KI-Unternehmen werden weiterhin versuchen, so viele Daten wie möglich zu sammeln. Das bedeutet, dass KI-Vorschriften von entscheidender Bedeutung sind. Jeder, der eine KI-Anwendung entwickelt, sollte aber seine eigenen Grundsätze aufstellen, um sicherzustellen, dass er geeignete Daten auf angemessene Weise verwendet, und er sollte transparent machen, woher er seine Daten bezieht - aber angesichts der Realität des Wettbewerbs und des „Innovationsfiebers“ sind auch externe Beschränkungen erforderlich.
Wenn KI selbst Entscheidungen trifft
Im Gegensatz zu den heutigen großen Sprachmodellen (LLMs), die zur Ausführung von Aufgaben die Eingabe von Nutzern erfordern, wird die agentenbasierte KI den Einsatz zielgerichteter autonomer Agenten beinhalten, die eigenständig Entscheidungen treffen und Aktionen innerhalb von Systemen auslösen. Anstatt mit dem expliziten „Wie“ der Lösung eines bestimmten Problems programmiert zu werden, sind sie so konstruiert, dass sie sich selbst ein Bild von der Problemlösung machen.
Wenn wir bereits Bedenken haben, dass eingespeiste Trainingsdaten geschützte oder persönliche Informationen enthalten könnten, die in KI-Ergebnissen offengelegt werden könnten, wenn diese Ergebnisse mehr oder weniger unter menschlicher Kontrolle stehen, was wird dann erst passieren, wenn diese Ergebnisse autonom und unsichtbar sind?
KI-Vorschriften müssen sicherstellen, dass solche Systeme unter Berücksichtigung des Datenschutzes und der Datenintegrität entwickelt werden. Brasilien, Italien, die EU und andere Länder haben sich bisher für diese Art von Kontrollen eingesetzt. In anderen Ländern haben die Regulierungsbehörden möglicherweise einen schweren Stand. Die Entscheidung des Obersten Gerichtshofs der USA vom Juni 2024, den Bundesbehörden die Auslegung des Gesetzes und dessen Anwendung zu untersagen, erschwert die KI-Aufsicht und könnte die Regulierungsmaßnahmen drastisch verlangsamen, indem dringende Fragen an die Gerichte verwiesen werden.
Abgesehen von strengen, intelligenten KI-Vorschriften müssen Unternehmen nach links rücken und Sicherheit und Datenschutz so früh wie möglich in ihre Softwareentwicklungs- und -einführungszyklen integrieren. Silos werden zu Katastrophen führen - Datenlecks, Gerichtsverfahren oder Reputationsschäden, die durch versehentlichen oder vorsätzlich ignoranten Missbrauch von KI-bezogenen Daten verursacht werden.

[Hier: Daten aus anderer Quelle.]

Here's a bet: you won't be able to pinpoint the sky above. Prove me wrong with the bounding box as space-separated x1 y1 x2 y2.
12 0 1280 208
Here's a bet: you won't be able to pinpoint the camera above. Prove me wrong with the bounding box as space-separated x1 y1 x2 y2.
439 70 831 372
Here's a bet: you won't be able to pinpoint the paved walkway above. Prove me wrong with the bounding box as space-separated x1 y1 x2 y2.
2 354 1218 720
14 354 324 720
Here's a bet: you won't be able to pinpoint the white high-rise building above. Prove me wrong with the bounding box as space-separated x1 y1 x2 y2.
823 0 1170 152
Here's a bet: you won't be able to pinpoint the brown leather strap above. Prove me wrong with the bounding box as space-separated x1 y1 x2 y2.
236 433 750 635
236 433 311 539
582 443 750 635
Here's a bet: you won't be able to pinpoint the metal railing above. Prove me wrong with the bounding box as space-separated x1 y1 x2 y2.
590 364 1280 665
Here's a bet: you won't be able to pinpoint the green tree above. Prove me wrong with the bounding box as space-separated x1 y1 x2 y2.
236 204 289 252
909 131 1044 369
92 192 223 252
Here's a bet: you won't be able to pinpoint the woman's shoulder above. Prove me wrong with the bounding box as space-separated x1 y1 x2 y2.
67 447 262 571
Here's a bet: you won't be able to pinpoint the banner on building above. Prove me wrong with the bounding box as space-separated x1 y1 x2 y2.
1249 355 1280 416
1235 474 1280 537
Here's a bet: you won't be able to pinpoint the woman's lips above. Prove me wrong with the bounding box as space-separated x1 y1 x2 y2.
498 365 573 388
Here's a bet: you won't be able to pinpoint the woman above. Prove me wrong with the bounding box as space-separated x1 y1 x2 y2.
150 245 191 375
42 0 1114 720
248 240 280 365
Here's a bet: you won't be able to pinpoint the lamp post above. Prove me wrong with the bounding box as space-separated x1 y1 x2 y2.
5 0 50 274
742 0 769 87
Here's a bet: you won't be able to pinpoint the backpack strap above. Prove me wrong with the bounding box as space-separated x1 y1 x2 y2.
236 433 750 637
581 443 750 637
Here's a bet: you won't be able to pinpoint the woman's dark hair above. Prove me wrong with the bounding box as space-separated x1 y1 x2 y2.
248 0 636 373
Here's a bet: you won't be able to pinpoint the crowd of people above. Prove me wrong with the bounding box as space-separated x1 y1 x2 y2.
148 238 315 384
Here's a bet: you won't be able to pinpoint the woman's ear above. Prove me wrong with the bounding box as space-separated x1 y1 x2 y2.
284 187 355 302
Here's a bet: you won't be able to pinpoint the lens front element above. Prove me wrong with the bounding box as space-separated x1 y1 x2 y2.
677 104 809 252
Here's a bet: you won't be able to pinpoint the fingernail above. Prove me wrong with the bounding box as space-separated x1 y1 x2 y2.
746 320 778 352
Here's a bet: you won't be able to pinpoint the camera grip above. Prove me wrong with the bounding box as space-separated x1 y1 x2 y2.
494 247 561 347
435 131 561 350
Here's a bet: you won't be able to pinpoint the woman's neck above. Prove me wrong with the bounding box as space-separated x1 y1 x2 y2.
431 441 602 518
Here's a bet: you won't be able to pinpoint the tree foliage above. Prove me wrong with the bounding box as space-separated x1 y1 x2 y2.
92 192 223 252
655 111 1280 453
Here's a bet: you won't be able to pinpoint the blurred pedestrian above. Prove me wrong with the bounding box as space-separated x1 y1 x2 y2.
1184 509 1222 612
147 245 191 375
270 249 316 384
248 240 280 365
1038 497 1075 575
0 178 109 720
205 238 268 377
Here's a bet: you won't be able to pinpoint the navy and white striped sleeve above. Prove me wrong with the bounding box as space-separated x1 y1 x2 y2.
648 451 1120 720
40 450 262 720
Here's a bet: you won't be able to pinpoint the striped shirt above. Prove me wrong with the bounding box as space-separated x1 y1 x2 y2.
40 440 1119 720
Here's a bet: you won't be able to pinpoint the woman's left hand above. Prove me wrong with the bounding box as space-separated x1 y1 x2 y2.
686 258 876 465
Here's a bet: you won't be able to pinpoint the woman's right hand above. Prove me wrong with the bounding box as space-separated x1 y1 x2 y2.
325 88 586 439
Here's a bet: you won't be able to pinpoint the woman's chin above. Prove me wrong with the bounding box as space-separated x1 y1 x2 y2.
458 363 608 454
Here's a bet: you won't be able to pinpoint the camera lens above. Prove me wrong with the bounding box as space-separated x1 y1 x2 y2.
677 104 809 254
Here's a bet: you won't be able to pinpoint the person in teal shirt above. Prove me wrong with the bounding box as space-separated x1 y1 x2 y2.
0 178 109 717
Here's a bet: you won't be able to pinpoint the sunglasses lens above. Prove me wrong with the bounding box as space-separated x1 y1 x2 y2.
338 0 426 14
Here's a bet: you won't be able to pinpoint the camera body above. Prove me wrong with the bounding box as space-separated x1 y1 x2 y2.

Die traurige Wahrheit ist, dass die größten Akteure am wenigsten zu verlieren haben: Sie haben verfügen über genügend Geld und die Marktposition, um ein paar Schläge zu verkraften. Kleinere KI-Firmen und Unternehmen, die KI-Outputs verwenden, könnten gegen Gesetze und Vorschriften wie die Datenschutz-Grundverordnung verstoßen und Geldstrafen, Vertrauensverluste bei Kunden und sogar Gefängnisstrafen für Führungskräfte erleiden.
Letztendlich werden solide interne Kontrollmechanismen, ergänzt durch gesunde Regulierungssysteme, es der Welt ermöglichen, die Vorteile der sich entwickelnden KI zu nutzen, ohne den Datenschutz, die Identität oder die Sicherheit von Personen zu gefährden.